Dfs0¶

In [ ]:

import pandas as pd
import mikeio

Reading data¶

In [ ]:

ds = mikeio.read("data/Oresund_ts.dfs0")
ds

In [ ]:

type(ds)

The mikeio read function returns a Dataset which is a container of DataArrays.

A DataArray can be selected by name or by index.

In [ ]:

da = ds["Drogden: Surface elevation"]   # or ds.Drogden_Surface_elevation or ds[2]
da

Upon read, specific items can be selected with the items argument using name or index.

In [ ]:

ds = mikeio.read("data/Oresund_ts.dfs0", items=[0,2,3])
ds

Wildcards can be used to select multiple items:

In [ ]:

ds = mikeio.read("data/Oresund_ts.dfs0", items="*Surf*")
ds

A specific time subset can be using .sel:

In [ ]:

ds.sel(time=slice("2018-03-04","2018-03-04 12:00"))

Or with positional indexing using .isel:

In [ ]:

ds.isel(time=slice(10,20))

The Dataset and DataArray have a number of useful attributes like time, items, ndims, shape, values (only DataArray) etc

In [ ]:

ds.time

In [ ]:

ds.items

In [ ]:

da.item

In [ ]:

da.shape

In [ ]:

da.values

The time series can be plotted with the plot method.

In [ ]:

ds.plot();

A simple timeseries Dataset can easily be converted to a Pandas DataFrame.

In [ ]:

df = ds.to_pandas()
df

Writing data¶

Often, time series data will come from a csv or an Excel file.
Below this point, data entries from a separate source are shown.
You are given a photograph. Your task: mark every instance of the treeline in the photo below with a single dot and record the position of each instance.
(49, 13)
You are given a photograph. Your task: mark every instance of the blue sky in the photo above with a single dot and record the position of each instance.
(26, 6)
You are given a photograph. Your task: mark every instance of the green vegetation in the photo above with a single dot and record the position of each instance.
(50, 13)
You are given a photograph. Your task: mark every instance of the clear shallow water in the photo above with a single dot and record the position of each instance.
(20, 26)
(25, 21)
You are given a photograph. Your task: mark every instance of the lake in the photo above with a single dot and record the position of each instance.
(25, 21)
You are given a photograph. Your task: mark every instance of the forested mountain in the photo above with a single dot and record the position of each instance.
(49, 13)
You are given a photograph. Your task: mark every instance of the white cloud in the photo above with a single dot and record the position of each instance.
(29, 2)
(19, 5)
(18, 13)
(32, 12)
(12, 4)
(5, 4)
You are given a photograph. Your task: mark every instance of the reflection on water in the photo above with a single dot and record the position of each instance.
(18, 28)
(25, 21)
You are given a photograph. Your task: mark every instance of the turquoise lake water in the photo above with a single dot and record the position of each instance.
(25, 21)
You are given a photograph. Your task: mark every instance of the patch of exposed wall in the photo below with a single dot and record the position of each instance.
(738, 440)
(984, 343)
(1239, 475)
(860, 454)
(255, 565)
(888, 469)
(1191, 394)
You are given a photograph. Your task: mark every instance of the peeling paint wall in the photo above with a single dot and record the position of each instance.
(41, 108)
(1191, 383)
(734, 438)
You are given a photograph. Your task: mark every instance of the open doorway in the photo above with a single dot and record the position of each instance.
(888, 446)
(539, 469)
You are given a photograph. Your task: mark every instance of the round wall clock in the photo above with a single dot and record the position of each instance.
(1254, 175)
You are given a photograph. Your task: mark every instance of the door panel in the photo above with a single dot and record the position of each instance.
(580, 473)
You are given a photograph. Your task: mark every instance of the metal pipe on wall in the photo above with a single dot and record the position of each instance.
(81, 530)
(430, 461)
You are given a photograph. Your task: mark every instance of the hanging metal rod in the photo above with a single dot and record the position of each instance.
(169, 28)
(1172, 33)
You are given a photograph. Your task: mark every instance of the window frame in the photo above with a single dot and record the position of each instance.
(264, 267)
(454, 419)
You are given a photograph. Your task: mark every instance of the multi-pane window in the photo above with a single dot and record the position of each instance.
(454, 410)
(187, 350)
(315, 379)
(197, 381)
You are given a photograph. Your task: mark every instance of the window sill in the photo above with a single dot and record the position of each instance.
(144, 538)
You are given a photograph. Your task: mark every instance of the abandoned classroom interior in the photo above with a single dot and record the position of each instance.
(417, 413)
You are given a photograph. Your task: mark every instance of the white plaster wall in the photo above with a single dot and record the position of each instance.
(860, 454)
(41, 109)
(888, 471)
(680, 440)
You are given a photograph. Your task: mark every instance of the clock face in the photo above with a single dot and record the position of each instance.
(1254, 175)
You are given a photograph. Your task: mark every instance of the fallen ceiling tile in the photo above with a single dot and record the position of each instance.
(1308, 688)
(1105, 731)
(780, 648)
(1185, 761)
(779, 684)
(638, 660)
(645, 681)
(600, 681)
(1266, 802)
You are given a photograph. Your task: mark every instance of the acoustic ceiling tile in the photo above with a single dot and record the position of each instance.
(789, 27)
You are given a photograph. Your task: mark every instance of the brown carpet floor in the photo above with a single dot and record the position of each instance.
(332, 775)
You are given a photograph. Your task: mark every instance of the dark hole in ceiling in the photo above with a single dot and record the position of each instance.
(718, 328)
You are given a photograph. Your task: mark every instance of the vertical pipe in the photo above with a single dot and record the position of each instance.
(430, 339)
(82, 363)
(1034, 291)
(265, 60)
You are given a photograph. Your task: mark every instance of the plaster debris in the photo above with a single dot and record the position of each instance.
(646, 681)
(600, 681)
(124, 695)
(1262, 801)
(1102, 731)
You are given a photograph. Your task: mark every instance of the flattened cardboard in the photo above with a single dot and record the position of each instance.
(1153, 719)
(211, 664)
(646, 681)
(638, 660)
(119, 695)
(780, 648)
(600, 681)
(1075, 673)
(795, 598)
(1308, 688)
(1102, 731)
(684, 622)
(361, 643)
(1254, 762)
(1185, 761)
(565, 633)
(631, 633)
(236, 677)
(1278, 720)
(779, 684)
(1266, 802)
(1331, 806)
Here is an example of how to read a csv file with pandas and then write the pandas DataFrame to a dfs0 file.

In [ ]:

df = pd.read_csv("data/naples_fl.csv", skiprows=1, parse_dates=True, index_col=0)
df

You will probably have the need to parse certain a specific data formats many times, then it is a good idea to create a function.

In [ ]:

def read_ncei_obs(filename):
    # old name : new name
    mapping = {'TAVG (Degrees Fahrenheit)': 'temperature_avg_f',
               'TMAX (Degrees Fahrenheit)': 'temperature_max_f',
               'TMIN (Degrees Fahrenheit)': 'temperature_min_f',
               'PRCP (Inches)': 'prec_in'}
    
    df_renamed = (
        pd.read_csv(filename, skiprows=1, parse_dates=True, index_col=0)
           .rename(columns=mapping)
    )
    sel_cols = mapping.values() # No need to repeat ['temperature_avg_f',...]
    df_selected = df_renamed[sel_cols]
    return df_selected

In [ ]:

df = read_ncei_obs("data/naples_fl.csv")
df.head()

In [ ]:

df.tail()

In [ ]:

df.shape

Convert temperature to Celsius and precipitation to mm.

In [ ]:

df_final = df.assign(temperature_max_c=(df['temperature_max_f'] - 32)/1.8,
                     prec_mm=df['prec_in'] * 25.4)

df_final.head()

In [ ]:

df_final.loc['2021'].plot();

Creating a dfs0 file from a dataframe is pretty straightforward.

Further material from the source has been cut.